14. In a recent decision of a Special Bench of this Court the learned Chief Justice delivering the judgment of the Court said that the reasoning of the Judicial Committee in Colonial Sugar Company's case (above referred to) was conclusive authority to show that rights of appeal were not mere matters of procedure and that the right to enter the superior Court was deemed to arise to a litigant before, any decision had been given by the inferior Court: see Sheikh Sardar Ali v. Sheikh Dorluddin : AIR1928Cal640 .
15. In Attorney General v. Sillem  10 H. L. C. 704 Lord Westbury expressed himself thus on the question that the right of appeal was not a mere matter of procedure : his Lordship said this:
The right of appeal is only by statute.
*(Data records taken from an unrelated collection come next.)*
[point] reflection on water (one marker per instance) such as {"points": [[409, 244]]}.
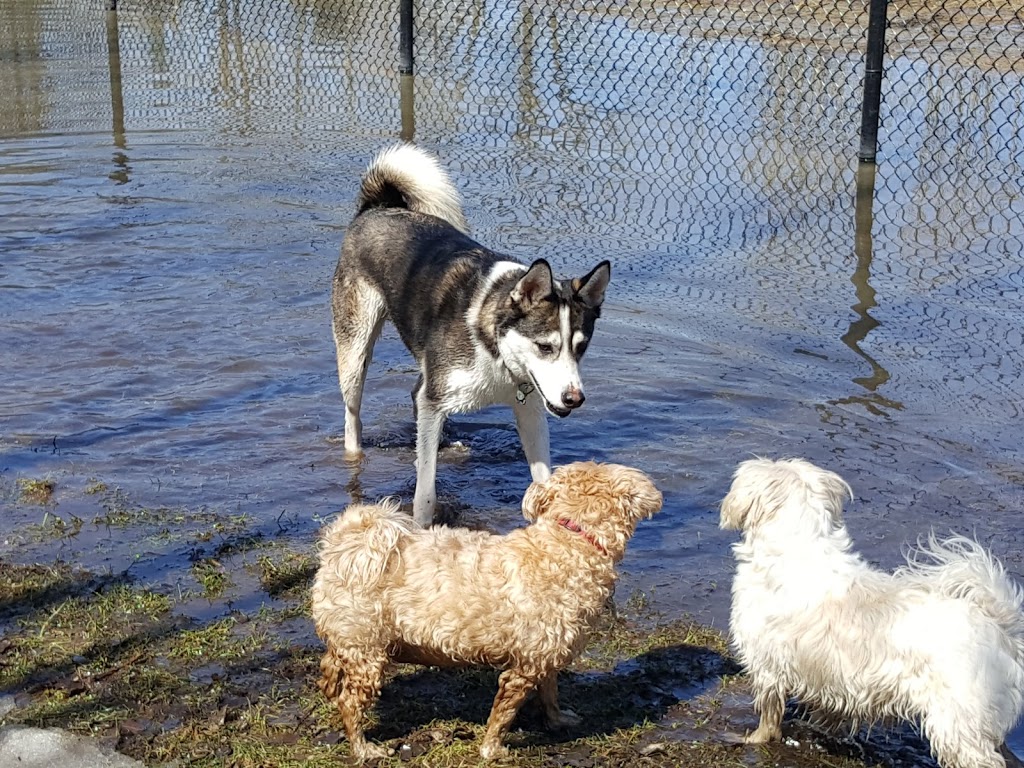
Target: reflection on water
{"points": [[175, 179], [864, 323]]}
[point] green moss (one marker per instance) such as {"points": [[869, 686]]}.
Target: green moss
{"points": [[35, 491]]}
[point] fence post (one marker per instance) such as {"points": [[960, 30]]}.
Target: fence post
{"points": [[406, 36], [872, 81]]}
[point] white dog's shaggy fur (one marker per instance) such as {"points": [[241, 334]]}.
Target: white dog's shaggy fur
{"points": [[389, 591], [939, 643]]}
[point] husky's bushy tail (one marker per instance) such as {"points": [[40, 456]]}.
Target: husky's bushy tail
{"points": [[404, 176], [961, 567], [357, 547]]}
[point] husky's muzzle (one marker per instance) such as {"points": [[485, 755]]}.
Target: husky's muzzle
{"points": [[572, 397]]}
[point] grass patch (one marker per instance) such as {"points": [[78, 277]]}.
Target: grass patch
{"points": [[114, 658], [35, 491], [212, 578]]}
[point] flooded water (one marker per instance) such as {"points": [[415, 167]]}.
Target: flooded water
{"points": [[175, 181]]}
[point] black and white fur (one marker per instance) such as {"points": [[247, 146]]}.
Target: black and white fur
{"points": [[484, 329]]}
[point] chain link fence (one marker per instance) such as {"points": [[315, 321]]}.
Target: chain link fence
{"points": [[640, 118]]}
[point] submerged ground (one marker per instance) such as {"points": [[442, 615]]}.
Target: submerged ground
{"points": [[181, 678]]}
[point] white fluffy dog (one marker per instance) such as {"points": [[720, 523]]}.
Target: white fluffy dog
{"points": [[940, 642], [389, 591]]}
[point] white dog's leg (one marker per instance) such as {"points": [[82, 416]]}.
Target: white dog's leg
{"points": [[954, 742], [771, 704], [556, 717], [429, 423], [512, 689], [531, 423]]}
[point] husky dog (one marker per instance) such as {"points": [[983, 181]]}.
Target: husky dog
{"points": [[483, 329]]}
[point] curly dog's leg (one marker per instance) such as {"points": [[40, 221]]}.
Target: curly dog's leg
{"points": [[512, 689], [353, 681]]}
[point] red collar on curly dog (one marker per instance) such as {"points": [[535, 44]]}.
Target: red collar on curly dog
{"points": [[567, 523]]}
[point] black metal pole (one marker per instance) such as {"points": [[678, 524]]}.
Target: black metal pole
{"points": [[872, 81], [406, 36]]}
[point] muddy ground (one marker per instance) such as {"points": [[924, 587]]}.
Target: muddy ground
{"points": [[185, 677]]}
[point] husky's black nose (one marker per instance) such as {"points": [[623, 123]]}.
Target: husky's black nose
{"points": [[572, 397]]}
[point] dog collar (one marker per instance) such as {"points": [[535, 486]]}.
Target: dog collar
{"points": [[567, 523]]}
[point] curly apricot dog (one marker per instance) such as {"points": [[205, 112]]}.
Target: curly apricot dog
{"points": [[389, 591]]}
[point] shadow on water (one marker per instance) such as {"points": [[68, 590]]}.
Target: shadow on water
{"points": [[859, 329], [122, 174]]}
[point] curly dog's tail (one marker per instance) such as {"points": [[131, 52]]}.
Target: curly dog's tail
{"points": [[356, 548]]}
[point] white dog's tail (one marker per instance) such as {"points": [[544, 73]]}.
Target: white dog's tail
{"points": [[358, 546], [404, 176], [961, 567]]}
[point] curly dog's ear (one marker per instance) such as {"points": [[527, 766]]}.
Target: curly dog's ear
{"points": [[538, 499]]}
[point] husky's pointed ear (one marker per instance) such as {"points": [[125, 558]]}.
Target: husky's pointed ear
{"points": [[537, 284], [591, 288]]}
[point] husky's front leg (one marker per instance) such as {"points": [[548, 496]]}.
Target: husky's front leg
{"points": [[531, 423], [429, 423]]}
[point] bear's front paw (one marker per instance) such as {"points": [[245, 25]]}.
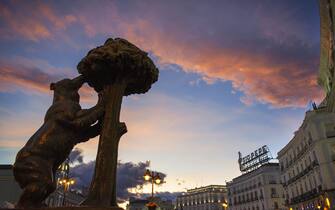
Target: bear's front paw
{"points": [[122, 128]]}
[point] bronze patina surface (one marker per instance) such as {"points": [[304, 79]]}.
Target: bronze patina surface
{"points": [[65, 125], [119, 68]]}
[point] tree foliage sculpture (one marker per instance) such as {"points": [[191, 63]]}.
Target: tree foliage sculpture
{"points": [[118, 68]]}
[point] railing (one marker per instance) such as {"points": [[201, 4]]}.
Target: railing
{"points": [[305, 196], [301, 174]]}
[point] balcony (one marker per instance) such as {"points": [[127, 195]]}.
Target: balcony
{"points": [[302, 173], [304, 197], [274, 195]]}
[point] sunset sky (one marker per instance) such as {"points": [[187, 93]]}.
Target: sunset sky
{"points": [[234, 75]]}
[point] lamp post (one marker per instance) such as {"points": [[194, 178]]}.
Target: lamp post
{"points": [[66, 182], [225, 205], [155, 179]]}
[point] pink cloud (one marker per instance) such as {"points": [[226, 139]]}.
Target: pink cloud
{"points": [[27, 75], [34, 21], [262, 69]]}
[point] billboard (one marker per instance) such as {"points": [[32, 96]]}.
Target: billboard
{"points": [[255, 159]]}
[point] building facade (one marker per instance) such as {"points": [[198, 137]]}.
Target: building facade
{"points": [[307, 163], [141, 204], [209, 197], [259, 189]]}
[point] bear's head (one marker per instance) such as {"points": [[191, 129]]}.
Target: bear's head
{"points": [[67, 89]]}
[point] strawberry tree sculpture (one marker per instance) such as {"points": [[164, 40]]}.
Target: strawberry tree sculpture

It is not in itself a necessary part of the procedure in the action but is the right of entering a supreme Court and invoking its aid and interposition to redress the error of the Court below. It seems absurd to denominate this paramount right part of the practice of the inferior tribunal.
16. It is clear therefore that a change has] been effected with reference to the substantive right of appeal. There 'is no-thing in Section 174 (5) to suggest even by the plainest implication that the amendment was to operate retrospectively. There is no evidence of an intention on the face of the language of the proviso to make it retrospective.
17. It is argued however for the opposite party that the right of appeal is not taken away but only conditions are imposed on the exercise of the right. We can see no difference in principle between abolishing a right of appeal and putting a restriction on the right of appeal which had previously been unrestricted. Before the amendment an appeal had merely to be filed in proper form in order to be admitted but now unless the entire sum recoverable in execution is deposited the appeal will not be admitted. This imposes a new burden on the judgement-debtor seeking to set aside the sale. We think therefore that the order of the District Judge refusing to admit the appeal is wrong and he has declined to exercise a jurisdiction vested in him by law in not entertaining the appeal which he was bound to admit under the law prior to the amendment Act 4 of 1928. The order of the District Judge is set aside and he is directed to hear the appeal on the merits.